When Lexus launched the LS400 in the 90's they used to have specialists to find rattles and squeaks, much of their kit was in the form of varying thickness carboard shims.


----------



## T.D.K (Mar 16, 2011)

Well I've been to Vauxhall, they were very good although the car refused to rattle initially 

After a good ten minute test drive it finally started to, Vauxhall took the unit off, tightened some screws and tied a few more cables up and it seems to have done the trick.

Very pleased with the customer service and they didn't mark any of the bits they took off, which was my biggest worry.


----------



## Grizzle (Jul 12, 2006)

Good news for a change. 

Now drive it  and enjoy.


----------



## alan hanson (May 21, 2008)

T.D.K said:


> Quite disappointed as my old Astra Sport Hatch had 174,000 miles on the clock and didn't have any rattles whatsoever.


glad ya got it sorted im with you any things even the slightest things whilst its under warranty they got told about it.

The above bit i struggle to believe though:thumb:


----------



## triggerh4ppy (Jul 15, 2011)

In my last car I had to get used to a member of rattles and was very glad to sell


----------



## PugIain (Jun 28, 2006)

The fun of buying older cars is ripping them to bits and fixing rattles


----------



## T.D.K (Mar 16, 2011)

alan hanson said:


> glad ya got it sorted im with you any things even the slightest things whilst its under warranty they got told about it.
> 
> The above bit i struggle to believe though:thumb:


Thanks, although I promise you, the sport hatch had absolutely NO rattles.
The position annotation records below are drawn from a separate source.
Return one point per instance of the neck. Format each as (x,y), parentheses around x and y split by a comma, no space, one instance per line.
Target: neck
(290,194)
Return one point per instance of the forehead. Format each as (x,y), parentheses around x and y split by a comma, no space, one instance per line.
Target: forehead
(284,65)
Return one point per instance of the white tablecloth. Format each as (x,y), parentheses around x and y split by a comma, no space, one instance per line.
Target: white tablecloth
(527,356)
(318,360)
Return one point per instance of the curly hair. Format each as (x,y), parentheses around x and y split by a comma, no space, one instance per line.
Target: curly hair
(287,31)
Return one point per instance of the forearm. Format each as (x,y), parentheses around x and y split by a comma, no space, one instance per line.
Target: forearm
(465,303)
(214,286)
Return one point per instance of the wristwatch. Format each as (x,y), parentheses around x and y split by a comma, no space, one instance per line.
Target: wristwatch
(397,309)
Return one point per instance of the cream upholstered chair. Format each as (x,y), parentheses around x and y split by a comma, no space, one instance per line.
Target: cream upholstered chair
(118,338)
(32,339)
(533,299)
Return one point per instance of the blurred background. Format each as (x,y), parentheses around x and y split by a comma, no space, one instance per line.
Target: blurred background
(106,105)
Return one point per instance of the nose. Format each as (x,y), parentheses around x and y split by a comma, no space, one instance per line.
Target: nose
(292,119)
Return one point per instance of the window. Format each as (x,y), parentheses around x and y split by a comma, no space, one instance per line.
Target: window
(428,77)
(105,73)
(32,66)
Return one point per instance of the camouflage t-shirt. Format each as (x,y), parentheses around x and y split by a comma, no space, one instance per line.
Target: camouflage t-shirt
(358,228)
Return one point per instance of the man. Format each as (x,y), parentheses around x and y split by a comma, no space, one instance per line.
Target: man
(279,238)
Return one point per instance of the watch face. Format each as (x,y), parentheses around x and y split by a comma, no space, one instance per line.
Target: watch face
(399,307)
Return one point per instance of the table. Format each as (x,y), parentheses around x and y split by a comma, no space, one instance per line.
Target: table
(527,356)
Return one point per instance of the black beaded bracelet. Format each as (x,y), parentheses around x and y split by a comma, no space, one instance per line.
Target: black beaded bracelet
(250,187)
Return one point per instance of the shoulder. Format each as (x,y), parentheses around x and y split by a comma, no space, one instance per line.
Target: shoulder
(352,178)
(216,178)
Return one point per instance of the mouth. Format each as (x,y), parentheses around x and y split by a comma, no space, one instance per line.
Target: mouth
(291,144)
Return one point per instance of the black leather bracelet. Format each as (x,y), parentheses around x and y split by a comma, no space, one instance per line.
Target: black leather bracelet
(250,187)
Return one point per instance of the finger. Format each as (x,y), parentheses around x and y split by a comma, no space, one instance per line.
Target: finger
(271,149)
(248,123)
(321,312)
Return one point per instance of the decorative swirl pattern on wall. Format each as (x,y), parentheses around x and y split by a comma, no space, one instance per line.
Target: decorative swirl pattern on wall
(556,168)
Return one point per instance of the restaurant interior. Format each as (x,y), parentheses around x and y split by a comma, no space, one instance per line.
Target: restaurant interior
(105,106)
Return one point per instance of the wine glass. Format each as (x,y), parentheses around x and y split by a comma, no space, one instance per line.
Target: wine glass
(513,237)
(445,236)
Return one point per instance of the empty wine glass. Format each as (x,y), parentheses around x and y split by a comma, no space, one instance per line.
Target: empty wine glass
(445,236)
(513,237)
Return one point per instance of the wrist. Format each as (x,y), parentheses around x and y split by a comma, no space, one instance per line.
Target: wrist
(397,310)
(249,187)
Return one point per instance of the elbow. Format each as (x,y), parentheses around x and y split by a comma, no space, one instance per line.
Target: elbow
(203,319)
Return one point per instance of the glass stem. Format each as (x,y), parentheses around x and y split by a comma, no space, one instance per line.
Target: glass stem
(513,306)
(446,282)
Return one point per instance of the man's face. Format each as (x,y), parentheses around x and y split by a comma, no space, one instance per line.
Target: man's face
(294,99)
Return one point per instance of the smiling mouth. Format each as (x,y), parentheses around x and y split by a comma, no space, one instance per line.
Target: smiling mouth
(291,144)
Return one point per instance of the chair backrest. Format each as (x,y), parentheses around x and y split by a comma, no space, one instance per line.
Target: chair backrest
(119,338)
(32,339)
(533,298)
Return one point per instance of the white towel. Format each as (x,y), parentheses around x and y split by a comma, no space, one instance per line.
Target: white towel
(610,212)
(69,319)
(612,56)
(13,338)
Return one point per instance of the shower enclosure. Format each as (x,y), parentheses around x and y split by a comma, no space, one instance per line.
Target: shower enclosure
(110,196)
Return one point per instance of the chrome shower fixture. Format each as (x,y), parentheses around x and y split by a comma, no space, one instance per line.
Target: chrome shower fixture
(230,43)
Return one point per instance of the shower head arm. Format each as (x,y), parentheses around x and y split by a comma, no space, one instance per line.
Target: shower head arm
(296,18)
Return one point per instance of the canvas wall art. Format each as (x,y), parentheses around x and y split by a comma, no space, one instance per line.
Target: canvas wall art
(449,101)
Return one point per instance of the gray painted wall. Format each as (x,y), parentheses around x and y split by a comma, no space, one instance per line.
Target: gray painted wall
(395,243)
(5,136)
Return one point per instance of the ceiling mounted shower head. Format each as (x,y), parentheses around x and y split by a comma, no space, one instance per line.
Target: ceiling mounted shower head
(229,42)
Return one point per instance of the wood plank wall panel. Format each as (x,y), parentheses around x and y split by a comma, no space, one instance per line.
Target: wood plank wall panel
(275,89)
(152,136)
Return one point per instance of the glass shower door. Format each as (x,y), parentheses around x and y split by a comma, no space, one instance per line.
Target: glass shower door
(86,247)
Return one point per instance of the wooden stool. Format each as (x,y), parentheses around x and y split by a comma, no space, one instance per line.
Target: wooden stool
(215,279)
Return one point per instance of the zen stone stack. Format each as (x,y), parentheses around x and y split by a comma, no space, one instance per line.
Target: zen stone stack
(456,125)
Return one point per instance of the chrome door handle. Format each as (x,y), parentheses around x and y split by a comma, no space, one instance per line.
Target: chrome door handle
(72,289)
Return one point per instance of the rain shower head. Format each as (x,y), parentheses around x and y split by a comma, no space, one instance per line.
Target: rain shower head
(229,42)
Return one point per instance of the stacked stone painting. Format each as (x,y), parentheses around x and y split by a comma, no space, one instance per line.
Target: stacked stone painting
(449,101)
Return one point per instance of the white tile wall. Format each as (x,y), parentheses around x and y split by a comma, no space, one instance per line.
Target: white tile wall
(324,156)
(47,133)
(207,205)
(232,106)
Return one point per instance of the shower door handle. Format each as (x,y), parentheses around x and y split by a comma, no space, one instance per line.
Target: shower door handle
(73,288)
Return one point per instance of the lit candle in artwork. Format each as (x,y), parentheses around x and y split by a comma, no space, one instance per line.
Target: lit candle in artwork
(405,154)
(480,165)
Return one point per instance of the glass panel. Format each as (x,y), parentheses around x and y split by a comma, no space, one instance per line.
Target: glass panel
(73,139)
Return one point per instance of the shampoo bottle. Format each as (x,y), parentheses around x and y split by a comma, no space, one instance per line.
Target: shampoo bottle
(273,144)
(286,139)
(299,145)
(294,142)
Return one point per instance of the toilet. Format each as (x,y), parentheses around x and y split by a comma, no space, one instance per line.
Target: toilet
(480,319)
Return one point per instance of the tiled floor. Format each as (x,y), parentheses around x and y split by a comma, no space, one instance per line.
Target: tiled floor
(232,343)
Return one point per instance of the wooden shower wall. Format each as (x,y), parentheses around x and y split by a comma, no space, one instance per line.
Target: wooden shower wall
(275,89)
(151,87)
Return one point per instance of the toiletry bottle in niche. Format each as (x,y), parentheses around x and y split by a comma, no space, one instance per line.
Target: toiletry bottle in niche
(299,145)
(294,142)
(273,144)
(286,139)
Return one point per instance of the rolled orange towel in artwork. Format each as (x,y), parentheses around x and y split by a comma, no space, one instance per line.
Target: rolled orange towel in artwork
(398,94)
Interior was riddled with cheap plastic but was built extremely well.


----------



## T.D.K (Mar 16, 2011)

Grizzle said:


> Good news for a change.
> 
> Now drive it  and enjoy.


I gave her a good run on the rural lanes, even kept up with a newish VW golf GTI giving it the beans (on the corners anyway )


----------



## Ultimate (Feb 18, 2007)

SteveyG said:


> I have zero rattles at the moment. Must be a first for Ford...


My Ford never rattles either.......when stationary


----------